The U.S.–British Staff Conference was a series of secret discussions between United States and British military staff members on American, British, and Canadian (ABC) military coordination in the event of U.S. entry into World War II. The conference took place in Washington, D.C. from January 29 to March 27, 1941 and concluded with a report entitled "ABC-1" which was tacitly approved by President Franklin D. Roosevelt two days later.

==Agreements reached at the conference==
The United States agreed to secret staff discussions with the United Kingdom and Canada in 1940, but delayed them until after the 1940 United States presidential election due to Franklin D. Roosevelt's campaign pledges against direct U.S. involvement in World War II. After Roosevelt won a landslide victory against Wendell Willkie, it was agreed that they begin shortly after his third inauguration in January 1941.

The US-British Staff Conference Report of 1941 established the general military principles, resources, and deployment strategies for a joint Allied military strategy. The United States based its proposals off of Harold R. Stark's Plan Dog memorandum advocating a quick defeat of Nazi Germany, which laid the groundwork for the "Europe first" grand strategy. The British approach to the Nazi problem varied from the initial US plan. The British initially called for a Sun Tsu approach of attacking the flanks and periphery of the Nazi interests (North Africa, Middle East, etc.). By contrast, the US, following a Jomini-based approach sought a sledge-hammer, mass on mass battle with the Wehrmacht. The plan assumed that if the U.S. went to war with Nazi Germany, it would likely go to war with both Fascist Italy and Imperial Japan as well. The general principles of agreement stated that:
- America's territorial interest was in the Western Hemisphere;
- The security of the British Commonwealth must be maintained in all circumstances, including the retention of a Far East position;
- Security of sea communications between Allied Powers was essential.

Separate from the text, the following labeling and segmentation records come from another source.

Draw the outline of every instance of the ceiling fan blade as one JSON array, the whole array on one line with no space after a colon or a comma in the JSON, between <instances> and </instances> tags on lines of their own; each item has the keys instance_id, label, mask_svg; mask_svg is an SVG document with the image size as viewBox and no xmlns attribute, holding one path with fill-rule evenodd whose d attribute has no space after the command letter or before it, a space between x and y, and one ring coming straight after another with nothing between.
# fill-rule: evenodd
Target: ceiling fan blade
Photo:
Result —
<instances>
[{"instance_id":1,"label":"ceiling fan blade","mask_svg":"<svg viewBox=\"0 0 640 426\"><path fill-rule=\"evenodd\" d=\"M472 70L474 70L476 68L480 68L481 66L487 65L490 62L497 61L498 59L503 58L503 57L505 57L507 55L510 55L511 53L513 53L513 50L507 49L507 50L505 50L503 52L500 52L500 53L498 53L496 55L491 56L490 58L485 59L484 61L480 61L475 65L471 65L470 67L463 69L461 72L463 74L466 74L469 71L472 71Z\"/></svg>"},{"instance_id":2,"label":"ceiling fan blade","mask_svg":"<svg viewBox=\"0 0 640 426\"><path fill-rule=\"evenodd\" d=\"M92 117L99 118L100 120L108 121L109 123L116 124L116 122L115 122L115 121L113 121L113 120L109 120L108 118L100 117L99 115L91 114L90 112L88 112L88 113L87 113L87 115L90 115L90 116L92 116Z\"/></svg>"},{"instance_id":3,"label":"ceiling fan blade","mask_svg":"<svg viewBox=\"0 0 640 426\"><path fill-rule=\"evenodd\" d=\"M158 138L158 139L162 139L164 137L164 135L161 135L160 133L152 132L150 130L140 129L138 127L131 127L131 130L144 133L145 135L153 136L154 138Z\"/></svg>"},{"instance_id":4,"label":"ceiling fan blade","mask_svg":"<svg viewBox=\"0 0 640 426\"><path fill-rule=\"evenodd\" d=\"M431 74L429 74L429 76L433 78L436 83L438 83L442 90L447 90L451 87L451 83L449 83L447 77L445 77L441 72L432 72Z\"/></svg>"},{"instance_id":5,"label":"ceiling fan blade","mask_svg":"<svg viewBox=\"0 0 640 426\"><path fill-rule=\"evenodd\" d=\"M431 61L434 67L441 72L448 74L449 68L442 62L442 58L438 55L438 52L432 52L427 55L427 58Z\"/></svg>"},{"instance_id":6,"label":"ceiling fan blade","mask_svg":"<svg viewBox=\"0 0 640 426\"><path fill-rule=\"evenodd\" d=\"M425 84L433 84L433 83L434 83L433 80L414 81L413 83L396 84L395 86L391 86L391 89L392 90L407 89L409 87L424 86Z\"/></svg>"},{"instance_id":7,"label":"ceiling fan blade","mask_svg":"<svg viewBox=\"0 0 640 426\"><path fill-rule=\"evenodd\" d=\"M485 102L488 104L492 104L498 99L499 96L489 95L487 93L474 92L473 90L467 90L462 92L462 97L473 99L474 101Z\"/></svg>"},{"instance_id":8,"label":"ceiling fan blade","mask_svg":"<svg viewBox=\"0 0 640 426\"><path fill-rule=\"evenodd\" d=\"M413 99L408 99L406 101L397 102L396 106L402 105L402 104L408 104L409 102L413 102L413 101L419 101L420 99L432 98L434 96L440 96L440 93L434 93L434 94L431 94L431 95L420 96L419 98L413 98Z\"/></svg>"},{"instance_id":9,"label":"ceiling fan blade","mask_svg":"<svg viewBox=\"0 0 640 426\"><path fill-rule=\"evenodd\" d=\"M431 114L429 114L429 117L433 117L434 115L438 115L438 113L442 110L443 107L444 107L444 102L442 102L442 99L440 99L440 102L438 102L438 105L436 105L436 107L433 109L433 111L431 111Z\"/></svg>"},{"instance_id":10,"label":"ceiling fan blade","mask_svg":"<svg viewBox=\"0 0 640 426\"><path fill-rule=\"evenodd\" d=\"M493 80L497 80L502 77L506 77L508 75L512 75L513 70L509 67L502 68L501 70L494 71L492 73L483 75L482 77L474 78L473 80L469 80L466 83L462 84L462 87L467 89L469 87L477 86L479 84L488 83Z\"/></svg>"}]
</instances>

Offensive policies included:
- The "early elimination" of Fascist Italy as an Axis partner;
- Support of neutral powers and underground resistance groups in resisting the Axis;
- Sustained air offensives to destroy Axis military power;
- Build-up of forces for the eventual offensive against Germany and the capture of positions from which to launch that offensive;
- The Atlantic and European areas were the "decisive theater" and as such would be the primary focus of US military efforts, although the "great importance" of the Middle East and Africa was noted.

Finally, if Japan entered the war, military strategy in the Far East would be defensive. Although the ABC-1 agreement was not a military alliance, it nevertheless signified that the United States was preparing to enter the war on the side of the Allied powers, that the United States would make every effort to maintain the security of the British Commonwealth, and that the United States military was modifying existing war plans (e.g., the RAINBOW plans) to incorporate military integration and cooperation with other nations.